Canada’s economy shrank at the fastest pace on record in the second quarter, as consumer spending, business investment, imports and exports all dried up because of COVID-19.
Statistics Canada reported Friday that the country’s gross domestic product shrank by 11.5 per cent in the three-month period between April and June. That’s a 38.7 per cent pace of contraction for the year as a whole, far and away the steepest and fastest decline on records that date back to 1961.
At 11.5 per cent, the quarterly contraction was better than the 12 per cent that Statistics Canada had been forecasting, but still more than twice as bad as the lowest point hit in the financial crisis of 2009, when the worst three-month period for GDP came in at -4.7 per cent.
The numbers show in stark relief just how pronounced the slowdown caused by the sudden shock of COVID-19 was. But they also seem to suggest that a corner has been turned, and a rebound back up may be equally swift.
While the second quarter was the worst quarter for Canada’s GDP in almost 60 years, the numbers for June specifically make that month the biggest bounceback on record, too.
June’s GDP grew by 6.5 per cent from May’s level as provinces reopened their economies and consumers and businesses started spending again. But the economy has yet to fully bounce back to where it was. Even after June’s strong numbers, Canada’s GDP is still 9 per cent below where it was in February.

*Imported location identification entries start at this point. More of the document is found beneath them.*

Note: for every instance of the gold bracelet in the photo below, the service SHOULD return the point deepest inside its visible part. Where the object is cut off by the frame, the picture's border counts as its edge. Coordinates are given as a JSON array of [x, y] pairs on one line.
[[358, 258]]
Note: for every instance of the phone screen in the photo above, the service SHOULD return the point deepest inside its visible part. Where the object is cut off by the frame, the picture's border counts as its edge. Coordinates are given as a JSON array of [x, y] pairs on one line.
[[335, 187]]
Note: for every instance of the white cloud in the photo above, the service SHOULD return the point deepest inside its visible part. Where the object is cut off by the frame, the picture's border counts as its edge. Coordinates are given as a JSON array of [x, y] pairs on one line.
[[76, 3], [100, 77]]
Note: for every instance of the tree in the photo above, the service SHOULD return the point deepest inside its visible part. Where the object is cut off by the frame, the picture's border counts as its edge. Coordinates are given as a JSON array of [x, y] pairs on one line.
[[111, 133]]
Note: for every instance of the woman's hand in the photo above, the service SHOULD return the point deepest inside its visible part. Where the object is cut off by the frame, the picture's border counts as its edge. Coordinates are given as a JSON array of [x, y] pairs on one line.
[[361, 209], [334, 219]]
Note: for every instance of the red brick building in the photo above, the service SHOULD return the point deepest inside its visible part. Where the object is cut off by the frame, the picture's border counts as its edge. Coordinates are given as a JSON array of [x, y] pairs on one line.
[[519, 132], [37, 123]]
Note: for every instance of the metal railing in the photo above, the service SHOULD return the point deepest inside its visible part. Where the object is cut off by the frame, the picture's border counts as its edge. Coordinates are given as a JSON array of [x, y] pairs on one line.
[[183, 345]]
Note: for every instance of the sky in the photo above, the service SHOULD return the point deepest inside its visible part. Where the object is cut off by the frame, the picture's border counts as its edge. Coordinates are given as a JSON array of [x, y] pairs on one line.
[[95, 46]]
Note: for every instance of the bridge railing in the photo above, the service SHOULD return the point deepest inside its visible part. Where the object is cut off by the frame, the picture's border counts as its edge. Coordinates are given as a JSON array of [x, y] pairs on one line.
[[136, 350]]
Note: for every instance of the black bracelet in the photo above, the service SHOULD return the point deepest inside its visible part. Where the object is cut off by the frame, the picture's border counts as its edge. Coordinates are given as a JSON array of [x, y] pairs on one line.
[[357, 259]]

Retail sales have fully recovered, but key industries like manufacturing, construction and the energy sector have yet to get back to their pre-pandemic levels of output, the numbers released Friday show.
Preliminary data for July suggests the economy grew by another three per cent that month from June’s level, which is why economists are hopeful that the recovery that is underway will be enough to get the economy fully up and over the hole it fell into during the first wave of COVID-19.
“Because the weakness was entirely front-loaded — the economy was essentially shut in April — there are already plenty of signs that growth will snap back with purpose in Q3,” Bank of Montreal economist Doug Porter said of the numbers.
Brian DePratto at TD Bank was cautiously optimistic about the forecast. “As significant as the damage was, it was largely contained to March and April,” he said. “We may be through the worst of it, but it is still a long road to normal.”